In preparation for the possibility that the radiation will cause swallowing deficits, a G-Tube was inserted one week prior to the commencement of chemotherapy and radiation treatments. However, this simple G-Tube placement procedure went wrong. (Silo 1- Radiologist didn’t take responsibility for the miss-placed tube and no referral made to a surgeon). The G-tube wasn’t in the stomach, which lead to a three-day visit in the ICU and a second surgery to properly replace the G-Tube and irrigate the debris floating around the abdominal cavity.
Consequently, a blood infection and an abscess on the liver eventually developed which required another hospital stay. (Silo 2- Infectious Disease physicians didn’t coordinate care partnership with the Oncology Team nor with the Surgical Team). Chemotherapy and radiation treatments had to be held during his hospital admissions because he was so sick.
What Happened Next
Eventually, he was able to complete all of his chemotherapy and radiation treatments and things should have been looking positive and he should have been feeling better. Unfortunately, the only “bouncing back” he did was a “bounce back” to the hospital for a third hospital admission for the abscess, that was previously treated and drained by the Infectious Disease Team, is now the size of a grapefruit. (Silo 3- Infectious Disease physicians didn’t coordinate care partnership with the Surgical Team)
Why was the abscess the size of a grapefruit and consumed all layers of the abdominal wall?
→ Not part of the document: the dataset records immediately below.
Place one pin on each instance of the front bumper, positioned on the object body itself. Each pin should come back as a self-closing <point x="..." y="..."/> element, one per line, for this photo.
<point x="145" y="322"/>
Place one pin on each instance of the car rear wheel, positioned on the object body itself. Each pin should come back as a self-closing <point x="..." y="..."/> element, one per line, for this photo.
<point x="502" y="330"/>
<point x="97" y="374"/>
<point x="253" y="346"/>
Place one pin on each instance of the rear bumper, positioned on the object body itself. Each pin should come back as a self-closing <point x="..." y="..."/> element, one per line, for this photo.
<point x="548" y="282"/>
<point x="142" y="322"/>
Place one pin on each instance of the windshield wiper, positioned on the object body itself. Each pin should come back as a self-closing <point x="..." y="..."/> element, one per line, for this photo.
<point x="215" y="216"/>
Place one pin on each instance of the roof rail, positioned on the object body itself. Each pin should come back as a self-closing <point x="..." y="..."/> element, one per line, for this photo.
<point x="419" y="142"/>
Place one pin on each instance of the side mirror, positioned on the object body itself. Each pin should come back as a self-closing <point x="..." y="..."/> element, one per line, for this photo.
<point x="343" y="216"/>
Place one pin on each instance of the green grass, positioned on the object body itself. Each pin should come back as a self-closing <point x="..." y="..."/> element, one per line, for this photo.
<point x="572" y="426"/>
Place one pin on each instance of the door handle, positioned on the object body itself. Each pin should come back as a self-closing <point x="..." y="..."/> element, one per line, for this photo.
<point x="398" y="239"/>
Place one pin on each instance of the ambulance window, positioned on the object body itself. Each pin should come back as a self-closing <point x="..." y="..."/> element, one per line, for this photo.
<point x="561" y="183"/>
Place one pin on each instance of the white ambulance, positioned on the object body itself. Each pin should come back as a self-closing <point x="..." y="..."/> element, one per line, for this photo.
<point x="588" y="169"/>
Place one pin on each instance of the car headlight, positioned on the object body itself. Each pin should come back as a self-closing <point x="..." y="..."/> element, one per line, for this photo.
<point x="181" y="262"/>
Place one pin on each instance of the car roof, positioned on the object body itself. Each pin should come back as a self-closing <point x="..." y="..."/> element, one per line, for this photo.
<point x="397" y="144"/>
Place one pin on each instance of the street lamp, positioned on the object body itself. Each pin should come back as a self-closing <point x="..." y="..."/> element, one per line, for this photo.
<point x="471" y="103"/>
Because the G-Tube was laying on the transverse colon, (that’s right folks, it wasn’t in the stomach– again!) and the water and feeding that was placed in the G-Tube for nutrition and hydration was actually going through a fistula from the G-tube, feeding the abscess. And of course, produced more debris into the abdominal cavity as well.
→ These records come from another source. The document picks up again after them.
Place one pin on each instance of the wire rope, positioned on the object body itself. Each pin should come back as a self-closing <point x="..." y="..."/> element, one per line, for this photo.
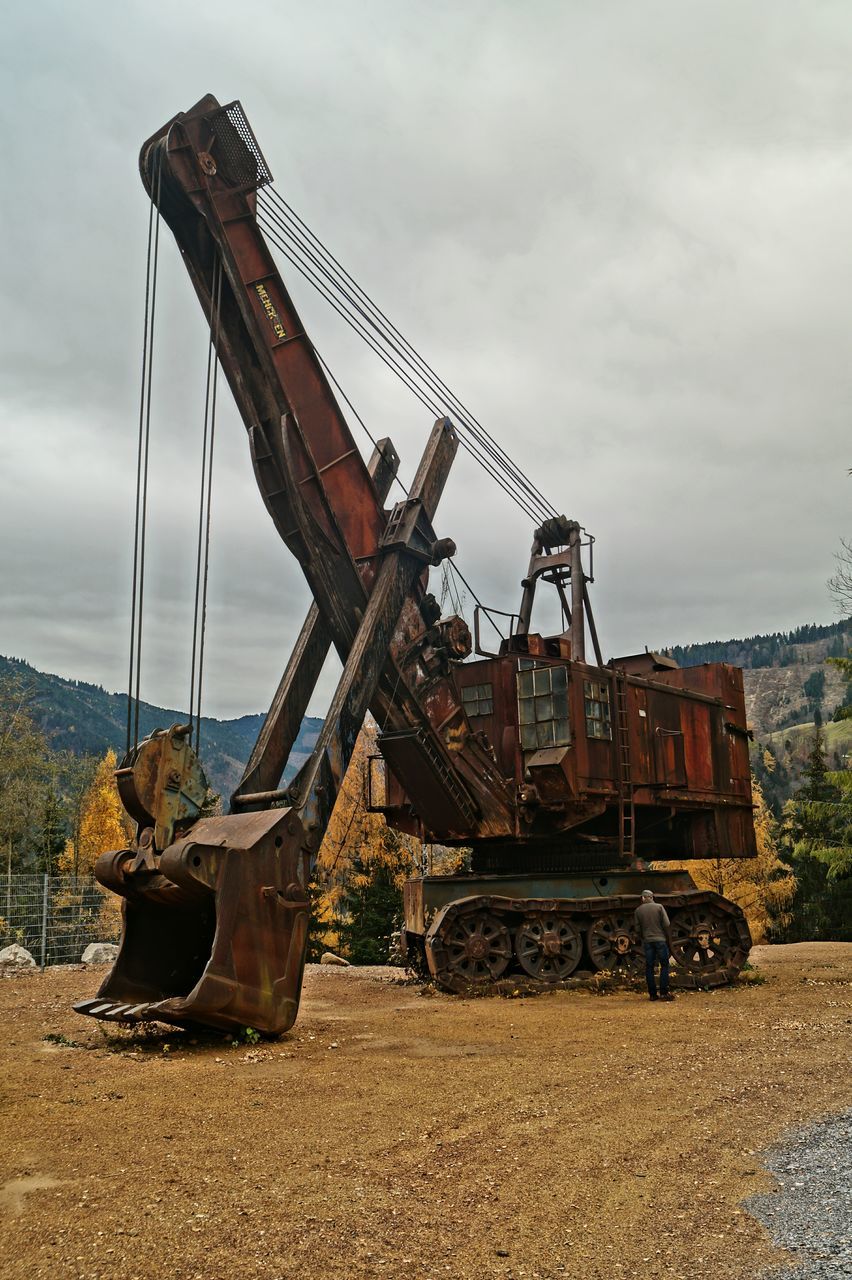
<point x="299" y="231"/>
<point x="536" y="516"/>
<point x="202" y="624"/>
<point x="399" y="356"/>
<point x="142" y="467"/>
For three months, this man didn’t receive any type of nutrition and hydration through the G-Tube that was supposed to help him when swallowing issues arose. 47 pounds later, three blood transfusions, a stage one pressure ulcer, and routine IV morphine every three hours, this man finally had a hospital coordination of care team consisting of Oncology, Infectious Disease, and Medical/Surgical physicians. This coordination of care team rounded with this man daily and coordinated a surgical plan to remove the G-Tube, fistula and abscess, and clean out all the debris and infection floating around in the abdominal cavity. Now, after a successful surgery, he is at home with IV Antibiotics and Home Health to pack the wound where the abscess once lived. He is not out of the woods yet but because he has a care coordination team in his corner, his condition is improving with each passing day. Hopefully soon, he will be able to return to the children at the Elementary School.
Why Coordination of Care is so Important
Observing this fiasco over the last three, going on four months, I realized how well Skilled Nursing Facilities (SNFs) coordinate care! We have effective admission meetings, we have effective care management meetings, we have productive discharge planning meetings with patients and family members, we have rehab meetings, we have care conference meetings–we are constantly coordinating care with each member of the interdisciplinary team!
Why is this practice so difficult in hospitals? And how does it happen that SNFs do it extremely well yet we are scrutinized so terribly? We are receiving patients sicker and for a shorter amount of time and still we are able to break down the silos and work together as a team!
Kudos to SNFs out there who embrace coordination of care and provide excellent post-acute care! Whatever you do, please do not stop your coordination of care efforts! If you do stop, your patients might end up fighting for their life like my dad did.